Es difícil saber que se le pasaría por la cabeza a David Bowie cuando, tras lo éxitos de Ziggy Stardust and the Spiders from Mars y Station to Station, vivía base de cocaína y no pesaba más de 45 quilos. Bueno, en realidad, no es tan complicado. Probablemente su día a día consistía en levantarse a las 4 de la tarde con los ojos hundidos y la mirada clavada en el infinito. En lugar de un café, pedía "más" e iba y venía sin saber qué pasaba por la vida. Probablemente, pasaba de la vida. Y él sin enterarse.

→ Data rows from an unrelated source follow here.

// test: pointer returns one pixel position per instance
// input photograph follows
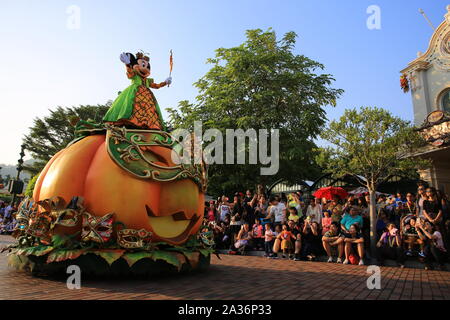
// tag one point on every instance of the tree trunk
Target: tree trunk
(373, 221)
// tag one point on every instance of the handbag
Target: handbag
(353, 258)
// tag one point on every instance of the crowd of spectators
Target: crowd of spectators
(7, 218)
(414, 226)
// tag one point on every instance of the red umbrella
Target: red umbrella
(329, 192)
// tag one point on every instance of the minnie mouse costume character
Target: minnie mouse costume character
(136, 106)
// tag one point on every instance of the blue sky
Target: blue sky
(45, 64)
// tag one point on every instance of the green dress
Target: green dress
(136, 106)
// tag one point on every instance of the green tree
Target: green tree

En el mundo artístico se suele comentar que en estados graves de sufrimiento, locura, adición o depresión un artista puede sacar lo mejor de sí mismo. Los mitos y los ejemplos (salvando las distancias) están ahí: Van Gogh y su oreja, Rimbaud y sus poemas de Una temporada en el infierno; el film Vidas rebeldes, con dos atormentados actores como protagonistas (Montgomery Cliff y Marilyn Monroe) y un matrimonio a punto de romperse en el plató (el de la exuberante rubia de platino con el dramaturgo y guionista Arthur Miller); o el unplugged de Alice In Chains, donde pese a que Layne Stanley parecía más muerte que vivo, consiguieron grabar un directo realmente emocionante. Aunque a veces no hay final feliz. Ian Curtis, líder de Joy Division y que sufría graves problemas epilépticos, se ahorcó en la cocina de su casa mientras sonaba The Idiot de Iggy Pop.

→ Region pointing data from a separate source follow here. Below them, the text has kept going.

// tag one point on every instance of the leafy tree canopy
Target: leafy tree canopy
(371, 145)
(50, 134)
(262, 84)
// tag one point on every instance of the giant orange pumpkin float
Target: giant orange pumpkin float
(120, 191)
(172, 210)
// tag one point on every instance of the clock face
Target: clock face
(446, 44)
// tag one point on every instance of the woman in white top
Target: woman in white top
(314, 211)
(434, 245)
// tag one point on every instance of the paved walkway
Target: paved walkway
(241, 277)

Pero en el caso de Bowie sus 45 quilos de excesos no le pedían una obra de arte, le pedían una solución. Y para encontrarla el Duque Blanco se trasladó a Berlín atraído por el emergente kraut rock alemán. Iggy Pop le acompañaba, no en vano el chico de Detroit también necesitaba una solución a sus problemas con las drogas. El destino elegido por ambas estrellas del rock no fue fruto del azar: a mediados de los setenta la ciudad alemana era un emergente centro artístico bastante cool y moderno.
En Berlín, Bowie encontró mucho más que una cura. Se juntó con dos tipos talentosos como Toni Visconti y al ex-Roxy Music Brian y los tres empezaron a grabar y a producir un total de tres discos que poco tenían que ver con lo que hasta el momento habían hecho cada uno de ellos por separado. Las referencias al avant garde, el kraut rock alemán y la música electrónica del momento tomaron un mayor protagonismo. Y las canciones dejaron de ser perfectos singles glam-rock para dejar paso a canciones mucho más largas y elaboradas.

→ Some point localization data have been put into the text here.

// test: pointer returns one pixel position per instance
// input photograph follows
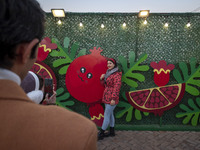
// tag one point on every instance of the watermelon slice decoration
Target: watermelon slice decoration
(156, 100)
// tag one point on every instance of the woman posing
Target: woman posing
(112, 80)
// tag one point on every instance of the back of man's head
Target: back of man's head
(21, 21)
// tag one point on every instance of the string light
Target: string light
(124, 24)
(188, 24)
(59, 22)
(166, 25)
(81, 24)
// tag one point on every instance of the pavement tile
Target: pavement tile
(151, 140)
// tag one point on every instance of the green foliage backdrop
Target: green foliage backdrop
(152, 42)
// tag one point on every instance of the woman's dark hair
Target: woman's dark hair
(20, 21)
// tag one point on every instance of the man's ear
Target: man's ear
(24, 50)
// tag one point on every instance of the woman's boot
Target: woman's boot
(101, 134)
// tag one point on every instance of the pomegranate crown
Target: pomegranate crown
(162, 65)
(96, 51)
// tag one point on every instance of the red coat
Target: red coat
(112, 88)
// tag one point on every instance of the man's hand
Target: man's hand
(112, 102)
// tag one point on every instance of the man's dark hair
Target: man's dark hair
(20, 21)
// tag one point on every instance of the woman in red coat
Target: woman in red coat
(112, 80)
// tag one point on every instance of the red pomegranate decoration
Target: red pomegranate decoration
(83, 81)
(161, 72)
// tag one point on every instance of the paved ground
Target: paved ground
(151, 140)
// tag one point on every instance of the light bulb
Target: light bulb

Fruto de este periodo, David Bowie grabó tres de sus mejores y más experimentales discos: el fascinante Low, el elaborado Heroes y el más flojo, Lodger. Además, el inglés produjo en apenas un año los dos primeros discos de Iggy Pop, los también exitosos The Idiot y Lust for Life. Quizás sea Low el disco más representativo de toda esta etapa de inspiración y de cierta trasgresión, ya que temas como la instrumental "Speed of life" o "Sound and Vision" representan a ese renacido Bowie berlinés: un tipo mucho más arty, más enigmático (la portada de Low es una de las carátulas más fascinantes de la música) y más centrado en la música.
Quién sabe que sería de Bowie si no se hubiera regresado a Europa. Probablemente hubiera seguido deprimido y colocado demasiado tiempo. O quizás, simplemente es mejor levantar el vuelo que tocar fondo. Aunque en el arte nunca se sabe.